BCR-Processor Personal Data Protection Policy which is adhered to process Personal Data on behalf of Controllers within a group of undertakings.

Board of Management Executive decision-making level inside Crayon Group which acts as the primary reporting level of the DPO.

Consent (of Data Subject) A freely given, specific, informed and unambiguous indication of a Data Subject by which he/she, in a clear affirmative action/statement, signifies agreement to the processing of personal data relating to him/her.

 Controller The party, alone or jointly with others, determining the purposes and means of personal data processing.

Cross-Border Processing Processing of personal data which takes place in the context of the activities of: (a) establishments in more than one MS of a controller or processor in the Union where the controller or processor is established in more than one MS; or (b) a single establishment of a controller or processor in the Union but which substantially affects or is likely to substantially affect.

Data Subjects in more than one Member State. Data Subject An identified or identifiable natural person.

DPIA Data Protection Impact Assessment.

PDPA Personal Data Processing Agreement.

Filing System Any structured set of personal data which are accessible according to specific criteria, whether (de-)centralised or dispersed on a functional/geographical basis.

GDPR General Data Protection Regulation: of the European Union:

Group (of undertakings) A controlling undertaking and its controlled undertakings.

Main Establishment (a) as regards a controller with establishments in more than one Member State, the place of its central administration in the Union, unless the decisions on the purposes and means of the processing of personal data are taken in another establishment of the controller in the Union and the latter establishment has the power to have such decisions implemented, in which case the establishment having taken such decisions is to be considered to be the main establishment.

MS Member State of the European Union.

Personal Data Information relating to an identified/identifiable natural person (‘Data Subject’); i.e., who can be (in-)directly identified by reference to an identifier such as a name, an identification number, location data, an online identifier or to one or more factors specific to the physical, physiological, genetic, mental, economic, cultural or social identity of that natural person.

Profiling Any form of automated processing of Personal Data to evaluate certain personal aspects relating to a natural person, in particular to analyse or predict aspects concerning that natural person's performance at work, economic situation, health, personal preferences, interests, reliability, behaviour, location or movements.
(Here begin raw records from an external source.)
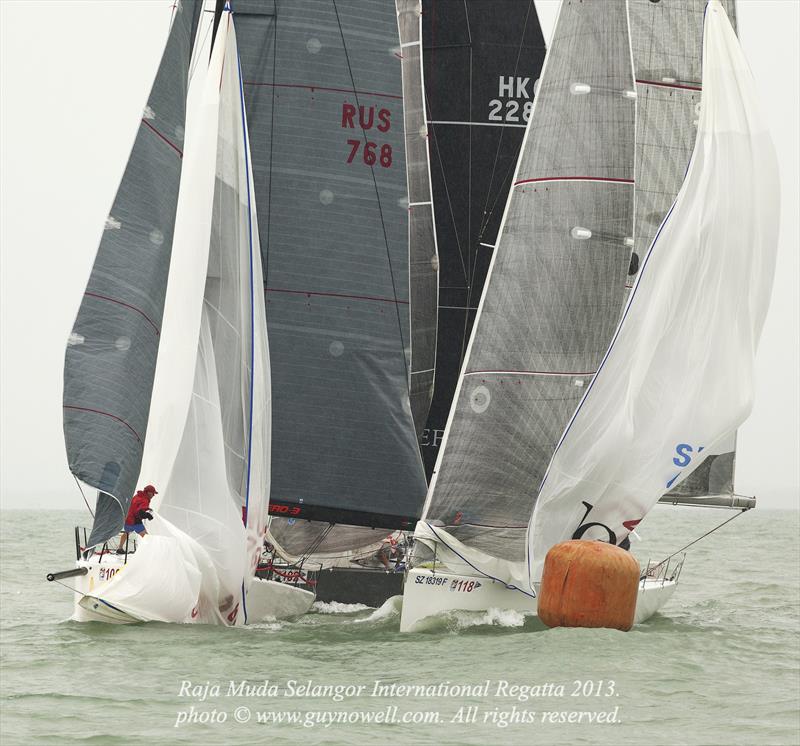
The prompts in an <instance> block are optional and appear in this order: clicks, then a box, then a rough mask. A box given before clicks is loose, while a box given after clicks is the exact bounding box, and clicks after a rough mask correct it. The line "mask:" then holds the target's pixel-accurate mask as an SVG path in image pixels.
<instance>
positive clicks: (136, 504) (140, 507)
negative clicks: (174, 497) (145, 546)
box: [125, 492, 152, 526]
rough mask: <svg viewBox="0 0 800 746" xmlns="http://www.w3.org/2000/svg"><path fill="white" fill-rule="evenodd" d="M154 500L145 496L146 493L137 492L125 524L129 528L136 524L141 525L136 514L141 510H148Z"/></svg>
mask: <svg viewBox="0 0 800 746" xmlns="http://www.w3.org/2000/svg"><path fill="white" fill-rule="evenodd" d="M151 499H152V498H151V497H150V496H149V495H145V493H144V492H137V493H136V494H135V495H134V496H133V500H131V507H130V508H129V509H128V515H126V516H125V523H126V524H128V525H129V526H132V525H133V524H134V523H139V522H140V521H137V520H136V514H137V513H138V512H139V511H140V510H147V509H148V508H149V507H150V500H151Z"/></svg>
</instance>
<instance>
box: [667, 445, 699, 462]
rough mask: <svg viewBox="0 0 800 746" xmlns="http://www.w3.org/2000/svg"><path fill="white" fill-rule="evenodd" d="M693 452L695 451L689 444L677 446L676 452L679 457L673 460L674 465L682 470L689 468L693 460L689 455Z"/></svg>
mask: <svg viewBox="0 0 800 746" xmlns="http://www.w3.org/2000/svg"><path fill="white" fill-rule="evenodd" d="M693 450H694V449H693V448H692V447H691V446H690V445H689V444H688V443H678V445H677V446H675V452H676V453H677V454H678V457H677V458H674V459H672V463H673V464H675V466H680V467H681V468H683V467H684V466H688V465H689V462H690V461H691V460H692V457H691V456H690V455H689V454H690V453H691V452H692V451H693Z"/></svg>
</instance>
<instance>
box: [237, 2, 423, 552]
mask: <svg viewBox="0 0 800 746" xmlns="http://www.w3.org/2000/svg"><path fill="white" fill-rule="evenodd" d="M234 11H235V13H236V24H237V36H238V41H239V52H240V56H241V63H242V73H243V79H244V95H245V100H246V104H247V116H248V129H249V132H250V139H251V146H252V160H253V176H254V181H255V192H256V204H257V208H258V209H257V212H258V223H259V239H260V244H261V251H262V259H263V268H264V275H265V277H264V280H265V293H266V313H267V325H268V328H269V340H270V360H271V367H272V391H273V429H272V485H271V496H270V505H271V507H270V510H271V512H272V513H273V515H275V516H285V517H286V518H287V520H282V519H281V520H276V521H273V523H272V527H271V531H272V533H273V536H274V538H275V539H276V540H277V541H278V544H279V545H280V546H281V547H282V548H283V549H284V550H286V552H287V553H289V554H292V555H294V554H303V553H307V552H308V551H310V550H313V549H320V548H321V549H323V550H334V549H338V550H348V549H352V548H353V547H354V546H359V545H362V546H363V545H364V544H366V543H369V542H370V541H374V540H375V537H374V536H373V534H374V533H375V532H373V531H371V529H370V528H368V527H370V526H383V527H386V528H394V527H399V526H401V525H413V521H414V519H415V518H416V516H418V515H419V513H420V511H421V507H422V502H423V500H424V497H425V478H424V471H423V468H422V462H421V458H420V454H419V448H418V445H417V438H416V433H415V428H414V422H413V417H412V409H411V404H410V401H409V395H410V392H409V378H410V374H411V371H412V360H411V358H412V347H413V345H412V341H413V340H412V334H411V331H410V315H411V314H410V311H409V302H410V300H411V298H410V293H409V234H408V231H409V218H408V214H409V203H408V185H407V182H406V163H405V160H406V159H405V146H404V126H403V113H404V112H403V81H402V73H401V57H402V54H401V48H400V39H399V33H398V21H397V12H396V7H395V2H394V0H375V1H373V2H369V3H365V2H362V1H360V0H306V1H305V2H255V0H238V1H237V2H236V5H235V8H234ZM329 523H337V524H352V525H351V527H347V526H341V527H340V526H337V527H336V532H335V536H333V535H332V537H333V538H329V540H328V541H326V544H325V546H324V547H320V545H319V540H320V538H321V535H322V533H323V532H324V531H326V530H327V524H329ZM383 535H385V532H384V534H383ZM377 538H378V540H379V539H380V538H381V535H380V534H378V536H377Z"/></svg>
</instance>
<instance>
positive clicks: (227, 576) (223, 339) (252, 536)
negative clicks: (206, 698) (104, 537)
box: [159, 12, 271, 622]
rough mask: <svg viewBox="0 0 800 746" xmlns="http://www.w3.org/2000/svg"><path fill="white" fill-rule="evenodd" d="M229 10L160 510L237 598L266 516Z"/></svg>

Processing Any operation(s) performed on personal data (also by automated means), such as collection, recording, organisation, structuring, storage, adaptation or alteration, retrieval, consultation, use, disclosure by transmission, dissemination or otherwise making available, alignment or combination, restriction, erasure or destruction.

Processor The party (natural/legal person) processing Personal Data on behalf of a Controller.
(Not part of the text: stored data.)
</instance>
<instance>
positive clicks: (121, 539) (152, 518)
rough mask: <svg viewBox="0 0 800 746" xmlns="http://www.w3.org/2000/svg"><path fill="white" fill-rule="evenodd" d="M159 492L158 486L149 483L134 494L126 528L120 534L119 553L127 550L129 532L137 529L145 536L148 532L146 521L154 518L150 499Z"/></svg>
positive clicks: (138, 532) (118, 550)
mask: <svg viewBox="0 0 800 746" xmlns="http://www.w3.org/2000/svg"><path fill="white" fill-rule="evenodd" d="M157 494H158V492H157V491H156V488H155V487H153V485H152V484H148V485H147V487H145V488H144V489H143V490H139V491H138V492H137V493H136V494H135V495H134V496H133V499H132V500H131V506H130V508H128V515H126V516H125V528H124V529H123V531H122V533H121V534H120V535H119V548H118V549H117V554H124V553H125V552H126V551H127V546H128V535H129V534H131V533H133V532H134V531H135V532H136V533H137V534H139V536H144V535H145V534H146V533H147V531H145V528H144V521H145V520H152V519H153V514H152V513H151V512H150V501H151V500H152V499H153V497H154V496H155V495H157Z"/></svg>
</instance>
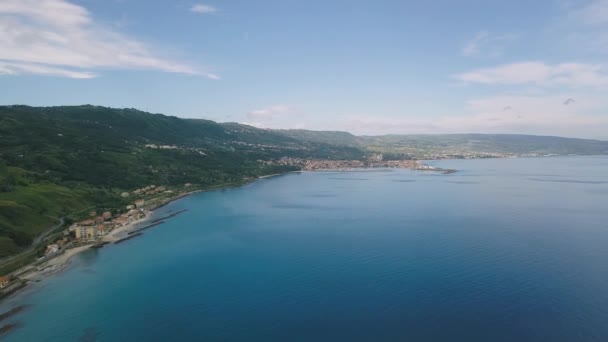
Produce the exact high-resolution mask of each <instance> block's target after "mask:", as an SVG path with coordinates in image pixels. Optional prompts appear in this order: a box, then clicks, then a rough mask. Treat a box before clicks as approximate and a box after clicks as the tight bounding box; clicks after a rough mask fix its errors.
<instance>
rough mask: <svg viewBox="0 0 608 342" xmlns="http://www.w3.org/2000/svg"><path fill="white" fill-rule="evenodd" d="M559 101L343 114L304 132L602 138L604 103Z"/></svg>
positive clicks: (604, 120) (602, 130) (310, 123)
mask: <svg viewBox="0 0 608 342" xmlns="http://www.w3.org/2000/svg"><path fill="white" fill-rule="evenodd" d="M564 98H566V95H565V94H556V95H545V96H523V95H520V96H515V95H501V96H492V97H487V98H479V99H475V100H471V101H468V102H467V103H466V110H465V111H464V112H461V113H459V114H456V113H450V114H449V115H443V116H438V117H433V118H424V117H423V116H420V115H416V114H415V113H411V115H407V114H403V115H401V116H399V117H381V116H375V115H371V114H370V115H364V114H358V115H347V116H342V117H339V118H338V119H336V120H331V121H329V122H328V121H323V122H312V123H309V124H308V125H307V128H309V129H325V130H328V129H329V130H346V131H349V132H352V133H355V134H368V135H376V134H437V133H520V134H541V135H561V136H576V137H588V138H603V139H606V138H608V135H607V134H608V133H606V132H608V117H607V116H605V115H598V114H597V112H598V111H600V112H601V110H602V109H603V108H606V106H608V99H602V98H601V97H595V96H586V95H584V94H577V99H580V101H577V106H573V105H571V106H564V105H563V101H564ZM505 108H510V109H509V110H505Z"/></svg>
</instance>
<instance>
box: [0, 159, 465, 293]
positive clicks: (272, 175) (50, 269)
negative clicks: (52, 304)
mask: <svg viewBox="0 0 608 342" xmlns="http://www.w3.org/2000/svg"><path fill="white" fill-rule="evenodd" d="M422 165H424V164H422ZM365 169H367V170H368V171H370V170H371V171H373V170H374V169H376V170H378V168H365ZM410 169H411V170H414V171H438V172H441V173H451V172H455V170H450V169H441V168H433V167H430V168H410ZM355 170H361V168H358V169H350V170H349V169H315V170H297V171H289V172H285V173H275V174H269V175H263V176H259V177H256V178H250V179H244V180H243V181H241V182H238V183H234V184H223V185H219V186H216V187H210V188H207V189H196V190H192V191H188V192H184V193H180V194H178V195H176V196H175V197H171V198H168V199H165V200H163V201H162V202H161V203H158V204H156V205H153V206H151V207H149V208H147V209H148V210H147V211H146V213H145V216H144V217H142V218H140V219H138V220H135V221H132V222H129V223H127V224H125V225H124V226H121V227H118V228H116V229H114V230H113V231H112V232H111V233H110V234H107V235H104V236H103V237H102V238H101V239H100V240H98V241H91V242H90V243H86V244H84V245H81V246H78V247H74V248H70V249H67V250H64V251H63V252H62V253H61V254H58V255H56V256H54V257H52V258H51V259H48V260H45V261H44V262H42V263H41V264H40V265H38V266H35V264H36V263H37V262H39V261H35V262H34V263H32V264H30V265H28V266H25V267H24V268H25V269H26V270H24V271H22V272H21V273H19V274H18V277H19V279H20V280H21V284H20V285H19V286H18V287H17V288H16V289H15V291H12V292H11V293H10V294H7V295H5V296H4V297H2V298H0V302H1V301H2V300H4V299H6V298H9V297H12V296H14V295H15V294H16V293H19V292H21V291H22V290H24V289H26V288H27V287H29V285H30V284H31V283H32V282H39V281H41V280H43V279H44V278H46V277H48V276H51V275H54V274H56V273H58V272H59V271H61V270H64V269H65V268H66V267H68V266H69V265H70V260H71V259H72V258H73V257H74V256H76V255H78V254H80V253H82V252H84V251H86V250H88V249H90V248H91V247H92V246H94V245H96V244H100V243H101V244H109V243H117V242H119V241H121V240H124V239H125V238H128V237H129V234H130V233H133V232H134V231H136V228H138V226H140V225H143V224H145V223H147V222H148V221H149V220H150V219H151V218H152V216H153V214H154V212H155V210H157V209H160V208H162V207H165V206H167V205H169V204H171V203H173V202H175V201H177V200H179V199H182V198H185V197H188V196H191V195H193V194H196V193H199V192H207V191H217V190H224V189H229V188H237V187H241V186H244V185H247V184H251V183H254V182H256V181H258V180H261V179H267V178H272V177H278V176H282V175H285V174H289V173H300V172H328V171H331V172H349V171H355ZM446 171H447V172H446ZM141 234H142V233H139V234H138V235H141ZM16 272H17V271H16Z"/></svg>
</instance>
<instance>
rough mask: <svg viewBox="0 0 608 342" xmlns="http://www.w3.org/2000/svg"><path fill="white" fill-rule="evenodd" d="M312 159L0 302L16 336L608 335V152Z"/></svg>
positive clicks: (266, 179) (150, 338) (473, 340)
mask: <svg viewBox="0 0 608 342" xmlns="http://www.w3.org/2000/svg"><path fill="white" fill-rule="evenodd" d="M429 163H430V164H431V165H434V166H438V167H444V168H452V169H456V170H458V171H457V172H456V173H453V174H442V173H438V172H429V171H412V170H397V169H371V170H354V171H348V172H302V173H291V174H286V175H282V176H277V177H271V178H267V179H262V180H259V181H256V182H254V183H251V184H248V185H245V186H242V187H239V188H231V189H224V190H218V191H210V192H203V193H198V194H195V195H192V196H189V197H186V198H183V199H180V200H178V201H175V202H173V203H171V204H170V205H168V206H165V207H163V208H161V209H159V210H157V212H155V214H154V215H155V216H156V217H162V216H166V215H167V214H169V213H174V212H177V211H180V210H184V209H186V210H187V211H186V212H184V213H182V214H180V215H177V216H176V217H174V218H172V219H170V220H167V221H166V223H164V224H162V225H158V226H156V227H154V228H150V229H148V230H146V231H145V232H144V234H143V235H142V236H139V237H137V238H134V239H131V240H128V241H125V242H123V243H121V244H116V245H108V246H105V247H104V248H102V249H98V250H88V251H86V252H84V253H82V254H79V255H77V256H76V257H74V258H73V259H72V261H71V263H70V265H69V266H68V267H67V269H65V270H64V271H62V272H60V273H57V274H55V275H52V276H50V277H48V278H45V279H44V280H43V281H41V282H40V283H36V284H34V285H33V286H31V287H29V288H28V289H27V290H25V291H23V292H21V293H18V294H17V295H15V296H13V297H11V298H9V299H7V300H5V301H3V302H2V303H0V311H1V312H4V311H7V310H10V309H11V308H14V307H17V306H20V305H28V306H27V308H26V309H25V310H24V311H22V312H20V313H19V314H17V315H14V316H12V317H10V318H8V319H6V320H4V321H2V322H0V323H1V324H0V325H4V324H9V323H15V324H18V327H17V328H16V329H14V330H13V331H12V332H10V333H7V334H6V335H4V336H2V337H1V339H2V340H6V341H484V342H485V341H608V157H599V156H598V157H575V156H573V157H546V158H512V159H481V160H443V161H431V162H429Z"/></svg>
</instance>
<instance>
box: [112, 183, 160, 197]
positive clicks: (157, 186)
mask: <svg viewBox="0 0 608 342" xmlns="http://www.w3.org/2000/svg"><path fill="white" fill-rule="evenodd" d="M161 192H166V193H170V192H172V191H171V190H167V188H165V187H164V186H156V185H148V186H146V187H143V188H141V189H137V190H134V191H133V192H132V193H128V192H123V193H122V194H120V195H121V196H122V197H129V196H131V195H137V196H141V195H156V194H159V193H161Z"/></svg>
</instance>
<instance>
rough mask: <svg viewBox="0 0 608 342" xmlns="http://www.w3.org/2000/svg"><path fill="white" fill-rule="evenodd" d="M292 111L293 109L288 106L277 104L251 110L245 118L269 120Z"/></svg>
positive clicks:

Pseudo/Ano-nymisation Processing personal data so that it can no longer be attributed to a specific Data Subject without the use of additional information, provided that such additional information is kept separately and is subject to technical and organisational measures to ensure that the personal data are not attributed to an identified or identifiable natural person.

Supervisory Authority (SA) Independent public authority/ies in each EU Member State responsible for monitoring the application of the EU GDPR. A Supervisory Authority is defined as being concerned by the processing of personal data when: (a) the controller or processor is established on the MS territory of that SA; (b) Data Subjects residing in the MS of that supervisory authority are (likely to be) substantially affected; or (c) a complaint has been lodged with that SA.

Third Party Company acting as a Processor or a Sub-Processor and receiving personal data transfer that is located in a third country, territory or one or more specified sectors within a third country, or an international organisation. OR: A party (natural/legal person) who, under the direct authority of the Controller or Processor, are authorised to process personal data.